Granted, his transformation from mild-mannered technocrat to the man charged with saving Italy has been a bit startling. From a photo op with President Obama in the White House to a whistle-stop tour of Asia to woo foreign investors, Monti is on a tear, busy telling the world that his country is back in business.

Here at home, he's trying to revitalise the sluggish Italian economy and lighten a crushing load of government debt. As prime minister, Monti is determined to push through controversial labour reforms and persuade global financial markets to keep Italy afloat, not sink it.

It's an exhausting, herculean task for this unflappable leader of 60 million people, none of whom actually voted for him. Since mid-November, Monti and a group of similarly unelected ministers have presided over an emergency government appointed with the sole mission of pulling the country out of its financial and economic morass.

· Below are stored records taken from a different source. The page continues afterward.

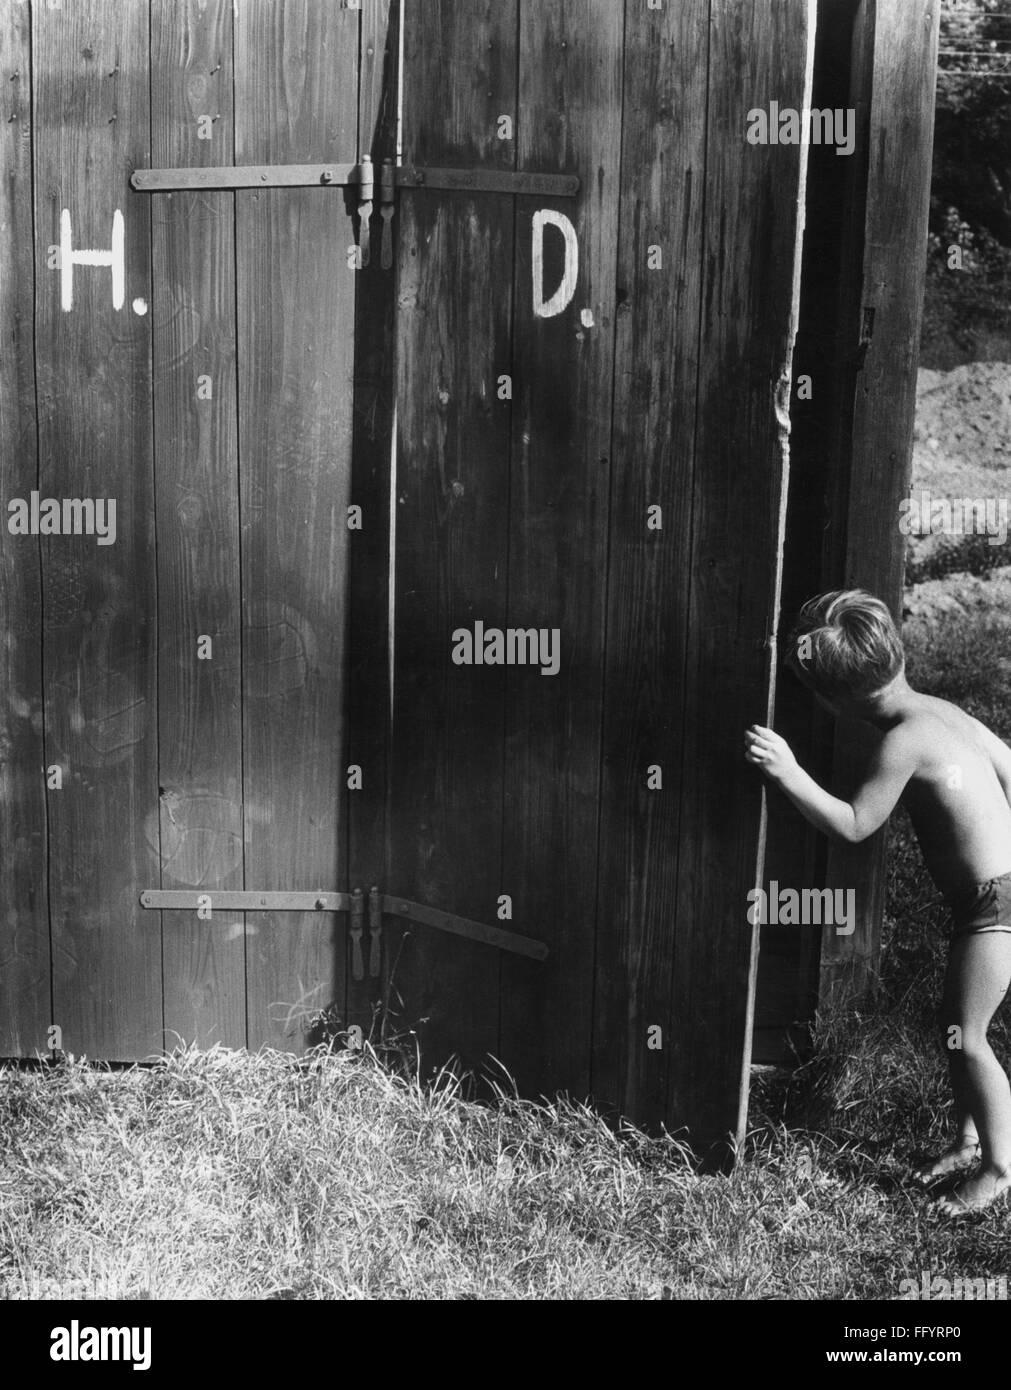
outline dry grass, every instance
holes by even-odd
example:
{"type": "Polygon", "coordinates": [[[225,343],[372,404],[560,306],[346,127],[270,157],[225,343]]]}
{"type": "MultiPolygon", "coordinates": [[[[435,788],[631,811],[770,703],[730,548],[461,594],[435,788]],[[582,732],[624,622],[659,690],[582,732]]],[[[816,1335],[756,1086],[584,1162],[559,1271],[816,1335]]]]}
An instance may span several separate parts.
{"type": "MultiPolygon", "coordinates": [[[[913,644],[917,683],[1007,736],[985,615],[957,626],[957,661],[913,644]]],[[[901,820],[889,875],[873,1008],[823,1017],[804,1066],[757,1079],[730,1176],[367,1051],[0,1070],[0,1297],[866,1299],[924,1271],[1008,1276],[1006,1207],[946,1225],[907,1180],[950,1102],[942,933],[901,820]]],[[[1007,1060],[1006,1022],[995,1042],[1007,1060]]]]}
{"type": "Polygon", "coordinates": [[[701,1190],[586,1109],[325,1049],[8,1070],[0,1158],[7,1298],[659,1297],[701,1190]]]}
{"type": "Polygon", "coordinates": [[[1000,1213],[946,1228],[904,1182],[940,1067],[887,1020],[847,1026],[763,1084],[729,1177],[585,1108],[469,1103],[367,1053],[7,1070],[0,1296],[894,1298],[921,1270],[1006,1273],[1000,1213]]]}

The suspension of normal democratic processes is supposed to be temporary, lasting only until elections next year.

Despite the lack of an electoral mandate, Monti's administration has been hailed at home and abroad for its can-do attitude after years of Italian official inertia under Silvio Berlusconi. To Pier Ferdinando Casini, it's nothing short of an answer to a prayer.

Miracle has happened

"Only a grand coalition is able to make the kind of unpopular decisions needed to save the country, even more so if this coalition is presided over by a man like Monti, who's a technocrat and not a politician," said Casini, head of the Terzo Polo (Third Pole) party.

"Up until a year ago, this was a dream. We talked about it, and everybody else would either laugh it off or push us away with scorn. The miracle happened. I'm Catholic, and this means God exists."

But choppy water lies ahead as some of the new government's more unpopular policies start to bite. The proposed labour reforms, which would make it easier for employers to fire workers, are already putting a dent in Monti's approval rating and sparking the threat of strikes.

And the experiment in government by non-elected technocrats has scrambled Italy's political system such that no one, not even seasoned analysts, dares predict what lies on the other side.

Will the current parties, reviled by many Italians, continue to exist? Or will Monti, a Yale-educated economist, find his unlikely premiership extended, as one prominent politician is suggesting, to the potential detriment of democracy in the land that produced Mussolini?

"There's been a dismantling of old patterns," said Roberto D'Alimonte, an expert at LUISS Guido Carli university in Rome. "We are dancing in the dark."